In the Park Slope that Shirin (Desiree Akhavan) calls home, there are no lack of Kickstarter campaigns to fund films that might look an awful lot like “Appropriate Behavior,” the film she finds herself in. Stuck in a quarterlife malaise following her breakup with a girlfriend (Rebecca Henderson) and not enough of a self-starter to actually do much about the career she wants as a video artist, Shirin has become a bit of a cliche though as she’ll prove time and again, she’s well out of step with others for (mostly) better or worse.
Ignorance may be bliss for Shirin since knowledge of what’s going on only seems to create more anxiety, yet Akhavan is quite savvy both in playing her and writing her, following certain well-worn story tropes just to upend them. Akhavan’s Persian heritage certainly adds a different wrinkle to the film, though whether her parents will approve of her sexuality is one of the most conventional of the film’s plotlines. However, she demonstrates a distinctive comic voice as Shirin wanders in search of something solid to build upon, noticing everywhere she goes that one piece always seems to be out of place, whether it’s the filmmaking class she’s offered to teach…for five-year-olds or the threesome she’s invited to take part in where she realizes she’s a third wheel.

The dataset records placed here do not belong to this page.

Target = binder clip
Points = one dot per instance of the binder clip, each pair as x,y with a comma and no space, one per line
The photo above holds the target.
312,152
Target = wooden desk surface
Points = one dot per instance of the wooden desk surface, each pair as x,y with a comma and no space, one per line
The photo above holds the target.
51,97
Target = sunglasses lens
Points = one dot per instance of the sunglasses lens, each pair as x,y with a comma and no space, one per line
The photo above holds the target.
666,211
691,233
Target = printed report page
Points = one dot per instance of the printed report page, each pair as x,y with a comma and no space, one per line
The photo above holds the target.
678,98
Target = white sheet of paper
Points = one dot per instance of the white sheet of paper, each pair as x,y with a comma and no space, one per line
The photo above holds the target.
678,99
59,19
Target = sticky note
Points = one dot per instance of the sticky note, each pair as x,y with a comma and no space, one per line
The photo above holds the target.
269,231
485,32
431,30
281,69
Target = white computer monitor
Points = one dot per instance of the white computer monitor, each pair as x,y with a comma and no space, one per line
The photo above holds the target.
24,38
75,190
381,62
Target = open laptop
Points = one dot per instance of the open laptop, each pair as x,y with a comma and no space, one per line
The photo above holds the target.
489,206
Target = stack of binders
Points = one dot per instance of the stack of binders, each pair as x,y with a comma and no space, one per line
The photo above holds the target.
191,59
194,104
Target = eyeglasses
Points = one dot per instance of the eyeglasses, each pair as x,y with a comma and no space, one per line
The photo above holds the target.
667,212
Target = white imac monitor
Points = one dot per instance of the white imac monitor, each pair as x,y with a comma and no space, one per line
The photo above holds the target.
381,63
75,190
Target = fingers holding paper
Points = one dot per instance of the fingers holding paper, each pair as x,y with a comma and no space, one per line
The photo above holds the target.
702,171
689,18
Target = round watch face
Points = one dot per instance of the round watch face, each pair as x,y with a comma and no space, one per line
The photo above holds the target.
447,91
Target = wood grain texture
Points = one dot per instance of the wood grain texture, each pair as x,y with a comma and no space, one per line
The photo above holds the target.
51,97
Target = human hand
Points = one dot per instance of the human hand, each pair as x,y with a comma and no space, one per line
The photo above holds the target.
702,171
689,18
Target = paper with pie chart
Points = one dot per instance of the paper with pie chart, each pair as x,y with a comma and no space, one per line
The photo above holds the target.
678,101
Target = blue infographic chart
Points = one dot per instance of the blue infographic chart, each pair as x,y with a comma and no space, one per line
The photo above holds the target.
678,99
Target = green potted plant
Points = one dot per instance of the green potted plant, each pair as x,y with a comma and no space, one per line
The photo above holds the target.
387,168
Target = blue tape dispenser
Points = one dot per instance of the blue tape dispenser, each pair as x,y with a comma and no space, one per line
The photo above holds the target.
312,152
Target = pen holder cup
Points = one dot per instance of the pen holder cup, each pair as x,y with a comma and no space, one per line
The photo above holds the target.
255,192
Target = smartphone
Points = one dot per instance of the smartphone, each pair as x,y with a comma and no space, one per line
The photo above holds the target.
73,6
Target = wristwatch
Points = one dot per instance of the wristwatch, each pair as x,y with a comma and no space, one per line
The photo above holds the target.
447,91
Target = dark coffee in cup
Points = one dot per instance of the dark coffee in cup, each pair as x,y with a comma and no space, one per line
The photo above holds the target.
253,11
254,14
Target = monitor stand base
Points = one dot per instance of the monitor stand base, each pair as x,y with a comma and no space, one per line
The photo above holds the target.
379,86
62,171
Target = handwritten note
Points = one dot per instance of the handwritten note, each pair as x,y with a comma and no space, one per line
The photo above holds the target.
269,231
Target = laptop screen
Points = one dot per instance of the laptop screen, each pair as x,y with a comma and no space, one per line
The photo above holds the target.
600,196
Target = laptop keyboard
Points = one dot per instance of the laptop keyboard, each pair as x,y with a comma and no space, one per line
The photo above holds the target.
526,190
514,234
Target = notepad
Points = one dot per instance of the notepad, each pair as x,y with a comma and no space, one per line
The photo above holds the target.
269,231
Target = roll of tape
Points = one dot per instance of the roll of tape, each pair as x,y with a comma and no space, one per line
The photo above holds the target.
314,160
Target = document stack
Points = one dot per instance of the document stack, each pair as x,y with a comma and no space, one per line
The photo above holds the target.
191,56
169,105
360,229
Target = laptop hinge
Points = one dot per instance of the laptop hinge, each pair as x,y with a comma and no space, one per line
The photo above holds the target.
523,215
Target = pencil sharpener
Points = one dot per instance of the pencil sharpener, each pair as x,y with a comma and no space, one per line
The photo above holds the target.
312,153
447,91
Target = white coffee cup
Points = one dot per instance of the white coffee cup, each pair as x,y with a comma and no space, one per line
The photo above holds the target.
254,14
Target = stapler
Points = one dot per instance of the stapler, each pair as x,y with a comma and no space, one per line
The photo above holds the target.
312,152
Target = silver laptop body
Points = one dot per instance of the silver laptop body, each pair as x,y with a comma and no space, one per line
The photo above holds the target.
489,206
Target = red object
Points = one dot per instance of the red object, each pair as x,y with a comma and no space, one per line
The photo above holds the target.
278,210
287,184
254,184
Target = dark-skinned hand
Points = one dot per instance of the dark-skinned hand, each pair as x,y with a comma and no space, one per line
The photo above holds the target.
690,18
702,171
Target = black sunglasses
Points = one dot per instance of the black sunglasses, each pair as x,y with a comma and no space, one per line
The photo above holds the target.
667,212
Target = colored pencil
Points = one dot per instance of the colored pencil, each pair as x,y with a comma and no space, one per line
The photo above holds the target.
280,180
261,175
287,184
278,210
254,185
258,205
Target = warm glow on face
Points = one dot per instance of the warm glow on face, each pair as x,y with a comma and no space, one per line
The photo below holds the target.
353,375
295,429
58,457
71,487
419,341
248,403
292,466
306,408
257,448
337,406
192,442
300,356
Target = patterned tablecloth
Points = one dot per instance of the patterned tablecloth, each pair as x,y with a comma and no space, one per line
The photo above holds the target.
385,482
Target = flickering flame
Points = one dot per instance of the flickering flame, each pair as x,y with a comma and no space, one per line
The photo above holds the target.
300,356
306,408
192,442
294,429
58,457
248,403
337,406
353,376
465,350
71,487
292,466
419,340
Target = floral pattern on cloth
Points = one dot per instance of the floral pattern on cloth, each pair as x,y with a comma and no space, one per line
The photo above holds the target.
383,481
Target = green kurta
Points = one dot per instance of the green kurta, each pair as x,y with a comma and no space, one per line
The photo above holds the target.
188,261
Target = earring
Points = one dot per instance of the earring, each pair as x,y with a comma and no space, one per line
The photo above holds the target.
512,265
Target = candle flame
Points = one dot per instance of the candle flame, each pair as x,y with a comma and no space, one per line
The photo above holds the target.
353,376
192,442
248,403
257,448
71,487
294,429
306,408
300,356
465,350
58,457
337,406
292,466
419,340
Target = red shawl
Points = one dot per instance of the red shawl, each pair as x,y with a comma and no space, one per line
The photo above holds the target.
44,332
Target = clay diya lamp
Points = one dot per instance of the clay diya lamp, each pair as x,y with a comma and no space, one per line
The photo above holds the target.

As a filmmaker, Akhavan is clearly a fan of constructing big comic moments, but it’s her keen observational eye and her self-awareness of who she is as a performer that tend to produce the most gutteral laughs. Even as she leans heavily on Shirin’s discomfort with anything remotely difficult in life, there’s a comfort within her own skin that proves slyly seductive as the center of attention, even amongst such proven scene-stealers as Halley Feiffer and “30 Rock”’s Scott Adsit. While “Appropriate Behavior” doesn’t refrain from the easy targets of Brooklyn hipster culture, with its lingerie shops that sell self-esteem along with their bras and parties populated with dudes with waxed Salvador Dali mustaches, it also envisions the borough as a place for Shirin to indulge her worst impulses and become as trapped by the life she carved out for herself as the one her parents would’ve wanted for her.
Of course, “Appropriate Behavior” joins a collection of recent productions out of Brooklyn such as “Obvious Child” and “Fort Tilden” to investigate the cause of postponed adulthood while disproving the stereotype in the area by virtue of being made by filmmakers not far removed from the age of their main protagonists, if at all. That Akhavan has already been recruited by the most prominent of these ongoing concerns, Lena Dunham’s “Girls,” is hardly a surprise, though it’d be a shame if she were relegated to supporting player status for long. With a debut that announces an exciting and unique talent, Akhavan may play someone without direction onscreen, yet the same can’t be said for her off.